Exosomes are 30-100 nm sized membrane vesicles released by cells into the extracellular space that mediate intercellular communication via transfer of proteins and other biological molecules. To better understand the role of these microvesicles in lung carcinogenesis, we employed a Triple SILAC quantitative proteomic strategy to examine the differential protein abundance between exosomes derived from an immortalized normal bronchial epithelial cell line and two non-small cell lung cancer (NSCLC) cell lines harboring distinct activating mutations in the cell signaling molecules: Kirsten rat sarcoma viral oncogene homolog (KRAS) or epidermal growth factor receptor (EGFR). In total, we were able to quantify 721 exosomal proteins derived from the three cell lines. Proteins associated with signal transduction, including EGFR, GRB2 and SRC, were enriched in NSCLC exosomes, and could actively regulate cell proliferation in recipient cells. This study's investigation of the NSCLC exosomal proteome has identified enriched protein cargo that can contribute to lung cancer progression, which may have potential clinical implications in biomarker development for patients with NSCLC. BIOLOGICAL SIGNIFICANCE: The high mortality associated with lung cancer is a result of late-stage diagnosis of the disease. Current screening techniques used for early detection of lung cancer lack the specificity for accurate diagnosis. Exosomes are nano-sized extracellular vesicles, and the increased abundance of select protein cargo in exosomes derived from cancer cells may be used for diagnostic purposes. In this paper, we applied quantitative proteomic analysis to elucidate abundance differences in exosomal protein cargo between two NSCLC cell lines with distinctive oncogene mutations and an immortalized normal bronchial epithelial cell line. This study revealed proteins associated with cell adhesion, the extracellular matrix, and a variety of signaling molecules were enriched in NSCLC exosomes. The present data reveals a protein profile associated with NSCLC exosomes that suggests a role these vesicles have in the progression of lung carcinogenesis, as well as identifies several promising candidates that could be utilized as a multi-marker protein panel in a diagnostic platform for NSCLC.

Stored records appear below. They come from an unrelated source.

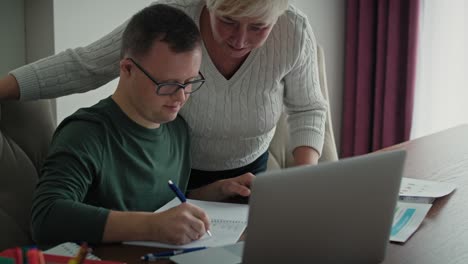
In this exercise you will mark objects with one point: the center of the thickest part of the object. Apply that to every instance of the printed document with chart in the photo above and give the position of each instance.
(228, 222)
(416, 197)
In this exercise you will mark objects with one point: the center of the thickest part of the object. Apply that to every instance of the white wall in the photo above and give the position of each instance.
(78, 23)
(12, 42)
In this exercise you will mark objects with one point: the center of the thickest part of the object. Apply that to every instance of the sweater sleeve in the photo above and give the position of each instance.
(58, 211)
(73, 70)
(303, 99)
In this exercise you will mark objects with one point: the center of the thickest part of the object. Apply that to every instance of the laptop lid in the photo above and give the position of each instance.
(338, 212)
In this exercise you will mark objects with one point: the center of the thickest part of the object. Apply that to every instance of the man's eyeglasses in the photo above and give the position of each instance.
(170, 88)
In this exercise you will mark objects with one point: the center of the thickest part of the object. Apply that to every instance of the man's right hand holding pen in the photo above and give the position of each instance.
(179, 225)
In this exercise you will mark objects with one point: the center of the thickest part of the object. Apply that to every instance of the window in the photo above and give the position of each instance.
(441, 91)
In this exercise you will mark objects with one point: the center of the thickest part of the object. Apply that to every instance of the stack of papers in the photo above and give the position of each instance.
(416, 197)
(413, 190)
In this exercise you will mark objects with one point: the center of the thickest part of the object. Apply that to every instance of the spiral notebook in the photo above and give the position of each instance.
(68, 249)
(228, 222)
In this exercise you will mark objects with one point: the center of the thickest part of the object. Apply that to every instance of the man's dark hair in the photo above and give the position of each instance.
(163, 23)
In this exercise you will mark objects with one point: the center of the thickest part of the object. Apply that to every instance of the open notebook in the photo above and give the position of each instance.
(228, 221)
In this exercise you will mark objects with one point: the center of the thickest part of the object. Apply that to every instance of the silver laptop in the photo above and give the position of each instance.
(337, 212)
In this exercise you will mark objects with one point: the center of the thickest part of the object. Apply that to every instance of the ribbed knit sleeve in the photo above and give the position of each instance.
(303, 99)
(72, 71)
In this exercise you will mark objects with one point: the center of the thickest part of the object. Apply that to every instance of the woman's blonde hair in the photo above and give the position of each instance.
(267, 11)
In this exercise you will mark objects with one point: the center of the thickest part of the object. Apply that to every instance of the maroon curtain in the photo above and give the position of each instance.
(381, 39)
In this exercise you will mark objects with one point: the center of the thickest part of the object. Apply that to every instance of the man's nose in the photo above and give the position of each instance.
(179, 95)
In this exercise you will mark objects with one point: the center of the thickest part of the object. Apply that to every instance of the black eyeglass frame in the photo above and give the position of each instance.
(180, 85)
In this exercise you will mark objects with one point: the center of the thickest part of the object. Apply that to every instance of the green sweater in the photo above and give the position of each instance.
(100, 160)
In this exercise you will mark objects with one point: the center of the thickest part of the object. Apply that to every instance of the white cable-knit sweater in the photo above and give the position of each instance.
(232, 121)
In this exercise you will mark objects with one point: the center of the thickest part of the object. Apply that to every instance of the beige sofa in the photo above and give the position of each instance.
(25, 132)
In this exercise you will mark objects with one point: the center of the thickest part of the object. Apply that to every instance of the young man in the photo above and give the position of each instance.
(109, 164)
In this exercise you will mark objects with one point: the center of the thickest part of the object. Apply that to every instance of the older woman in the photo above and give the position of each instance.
(259, 58)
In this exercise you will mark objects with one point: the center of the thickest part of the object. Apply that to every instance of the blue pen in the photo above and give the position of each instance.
(166, 254)
(177, 191)
(181, 197)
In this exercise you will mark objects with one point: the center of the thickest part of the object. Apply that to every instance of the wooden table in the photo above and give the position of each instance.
(442, 236)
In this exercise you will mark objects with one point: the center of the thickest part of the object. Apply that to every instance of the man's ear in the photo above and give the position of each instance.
(125, 67)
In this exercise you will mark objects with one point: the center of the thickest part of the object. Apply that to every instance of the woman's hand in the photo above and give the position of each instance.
(224, 189)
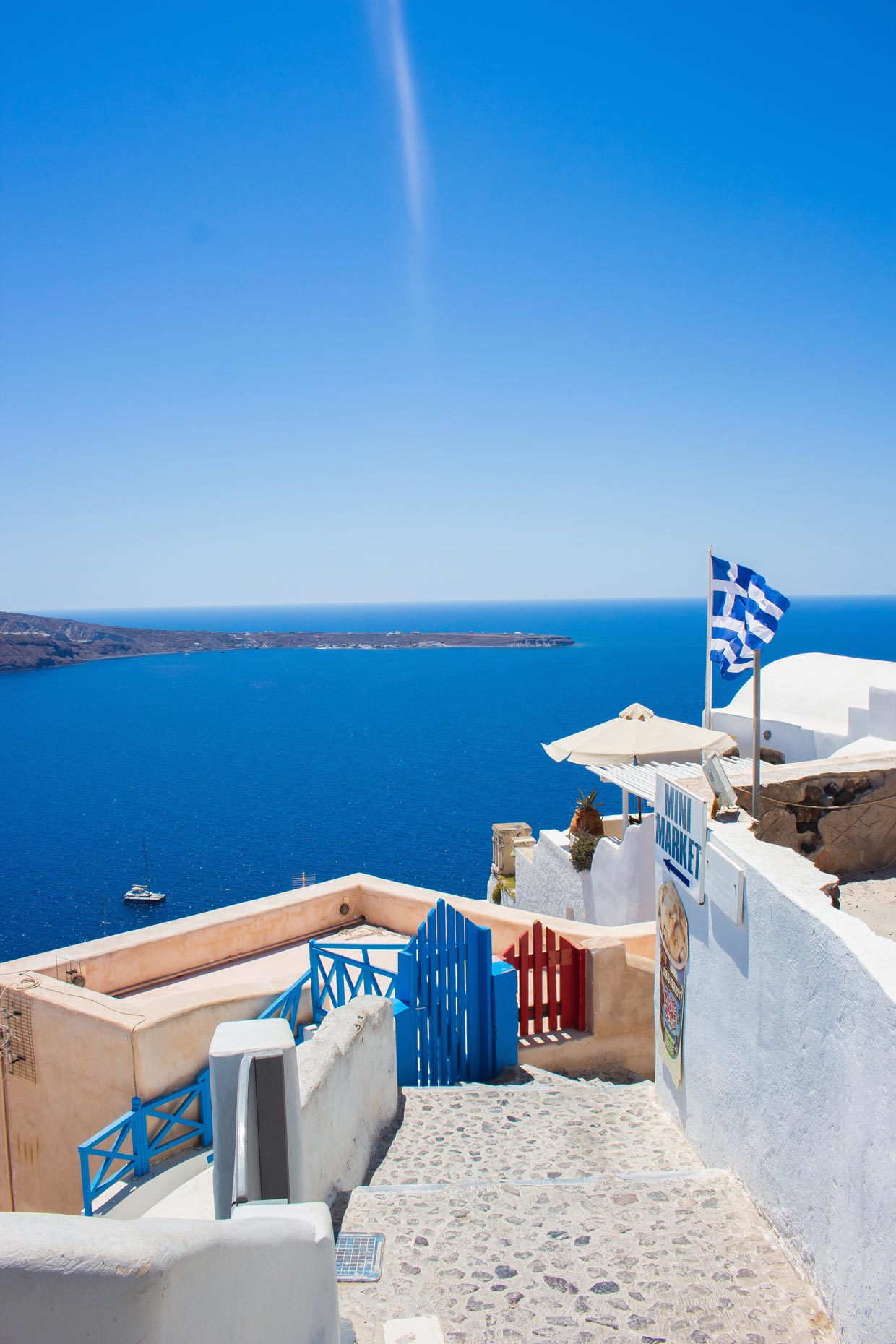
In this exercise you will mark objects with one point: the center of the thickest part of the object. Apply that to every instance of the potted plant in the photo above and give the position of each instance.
(586, 819)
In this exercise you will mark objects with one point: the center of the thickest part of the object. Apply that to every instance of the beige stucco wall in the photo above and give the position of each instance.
(95, 1051)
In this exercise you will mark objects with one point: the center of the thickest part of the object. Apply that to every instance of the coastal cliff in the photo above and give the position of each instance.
(48, 642)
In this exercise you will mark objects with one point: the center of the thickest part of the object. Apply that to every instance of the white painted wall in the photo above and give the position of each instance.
(813, 705)
(70, 1280)
(350, 1093)
(622, 889)
(789, 1067)
(548, 884)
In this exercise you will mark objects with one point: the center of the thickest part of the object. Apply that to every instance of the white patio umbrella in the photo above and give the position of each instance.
(637, 736)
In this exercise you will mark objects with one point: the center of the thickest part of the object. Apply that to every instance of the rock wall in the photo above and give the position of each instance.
(841, 815)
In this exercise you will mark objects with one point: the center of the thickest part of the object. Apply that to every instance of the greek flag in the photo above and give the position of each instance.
(744, 616)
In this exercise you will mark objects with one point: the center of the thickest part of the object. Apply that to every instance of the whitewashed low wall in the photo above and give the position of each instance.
(789, 1067)
(348, 1094)
(348, 1085)
(622, 889)
(67, 1280)
(548, 884)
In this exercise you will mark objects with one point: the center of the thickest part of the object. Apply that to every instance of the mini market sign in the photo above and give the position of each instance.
(681, 835)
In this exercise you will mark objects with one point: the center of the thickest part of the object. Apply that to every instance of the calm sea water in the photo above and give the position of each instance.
(241, 769)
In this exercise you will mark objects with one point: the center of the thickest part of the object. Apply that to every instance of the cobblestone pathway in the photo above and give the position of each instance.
(570, 1212)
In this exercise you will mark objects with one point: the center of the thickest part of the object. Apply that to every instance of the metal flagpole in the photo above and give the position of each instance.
(757, 749)
(707, 711)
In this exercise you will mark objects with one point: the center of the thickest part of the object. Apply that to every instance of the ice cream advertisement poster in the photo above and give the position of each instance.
(680, 847)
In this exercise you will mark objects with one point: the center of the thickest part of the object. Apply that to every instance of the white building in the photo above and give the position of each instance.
(816, 706)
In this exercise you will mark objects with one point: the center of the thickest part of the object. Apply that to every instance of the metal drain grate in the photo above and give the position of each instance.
(359, 1257)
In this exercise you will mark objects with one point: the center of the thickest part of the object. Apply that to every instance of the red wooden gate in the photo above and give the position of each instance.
(551, 976)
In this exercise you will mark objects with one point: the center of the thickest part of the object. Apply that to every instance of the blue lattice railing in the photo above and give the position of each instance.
(125, 1150)
(340, 972)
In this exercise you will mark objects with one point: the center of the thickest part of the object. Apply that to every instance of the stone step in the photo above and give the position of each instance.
(536, 1132)
(660, 1258)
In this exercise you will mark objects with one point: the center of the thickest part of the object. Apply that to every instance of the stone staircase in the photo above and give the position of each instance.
(569, 1211)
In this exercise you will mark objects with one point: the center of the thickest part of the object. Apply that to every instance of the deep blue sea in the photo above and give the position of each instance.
(241, 769)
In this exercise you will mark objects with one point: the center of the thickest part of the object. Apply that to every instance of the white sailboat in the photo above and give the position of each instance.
(140, 892)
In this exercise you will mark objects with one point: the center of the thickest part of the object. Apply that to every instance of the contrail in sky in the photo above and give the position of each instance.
(409, 116)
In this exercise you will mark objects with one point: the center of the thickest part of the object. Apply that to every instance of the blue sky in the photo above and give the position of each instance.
(363, 300)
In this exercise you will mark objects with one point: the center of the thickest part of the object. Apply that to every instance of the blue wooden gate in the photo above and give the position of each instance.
(456, 1014)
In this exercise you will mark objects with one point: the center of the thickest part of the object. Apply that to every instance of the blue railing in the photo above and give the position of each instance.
(128, 1145)
(288, 1004)
(126, 1148)
(339, 975)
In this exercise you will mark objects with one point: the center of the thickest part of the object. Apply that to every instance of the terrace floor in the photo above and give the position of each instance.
(872, 898)
(567, 1211)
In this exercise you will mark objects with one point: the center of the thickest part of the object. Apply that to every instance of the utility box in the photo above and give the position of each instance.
(256, 1113)
(504, 836)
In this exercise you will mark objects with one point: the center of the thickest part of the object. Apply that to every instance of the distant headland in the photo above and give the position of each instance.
(48, 642)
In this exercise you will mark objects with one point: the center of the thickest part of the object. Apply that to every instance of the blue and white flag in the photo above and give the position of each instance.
(744, 616)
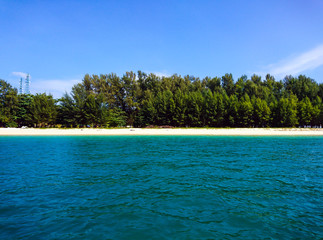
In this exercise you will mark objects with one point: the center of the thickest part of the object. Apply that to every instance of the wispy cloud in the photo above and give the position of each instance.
(161, 74)
(19, 74)
(297, 64)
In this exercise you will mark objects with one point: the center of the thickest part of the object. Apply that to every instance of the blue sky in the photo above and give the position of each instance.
(57, 42)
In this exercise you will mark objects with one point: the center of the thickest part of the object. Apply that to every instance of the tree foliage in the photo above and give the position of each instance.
(141, 99)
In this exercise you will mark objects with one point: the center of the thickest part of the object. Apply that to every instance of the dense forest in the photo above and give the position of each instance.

Redefining the Breast Cancer Exosome Proteome by Tandem Mass Tag Quantitative Proteomics and Multivariate Cluster Analysis.

Exosomes are microvesicles of endocytic origin constitutively released by multiple cell types into the extracellular environment. With evidence that exosomes can be detected in the blood of patients with various malignancies, the development of a platform that uses exosomes as a diagnostic tool has been proposed. However, it has been difficult to truly define the exosome proteome due to the challenge of discerning contaminant proteins that may be identified via mass spectrometry using various exosome enrichment strategies. To better define the exosome proteome in breast cancer, we incorporated a combination of Tandem-Mass-Tag (TMT) quantitative proteomics approach and Support Vector Machine (SVM) cluster analysis of three conditioned media derived fractions corresponding to a 10 000g cellular debris pellet, a 100 000g crude exosome pellet, and an Optiprep enriched exosome pellet. The quantitative analysis identified 2 179 proteins in all three fractions, with known exosomal cargo proteins displaying at least a 2-fold enrichment in the exosome fraction based on the TMT protein ratios. Employing SVM cluster analysis allowed for the classification 251 proteins as "true" exosomal cargo proteins. This study provides a robust and vigorous framework for the future development of using exosomes as a potential multiprotein marker phenotyping tool that could be useful in breast cancer diagnosis and monitoring disease progression.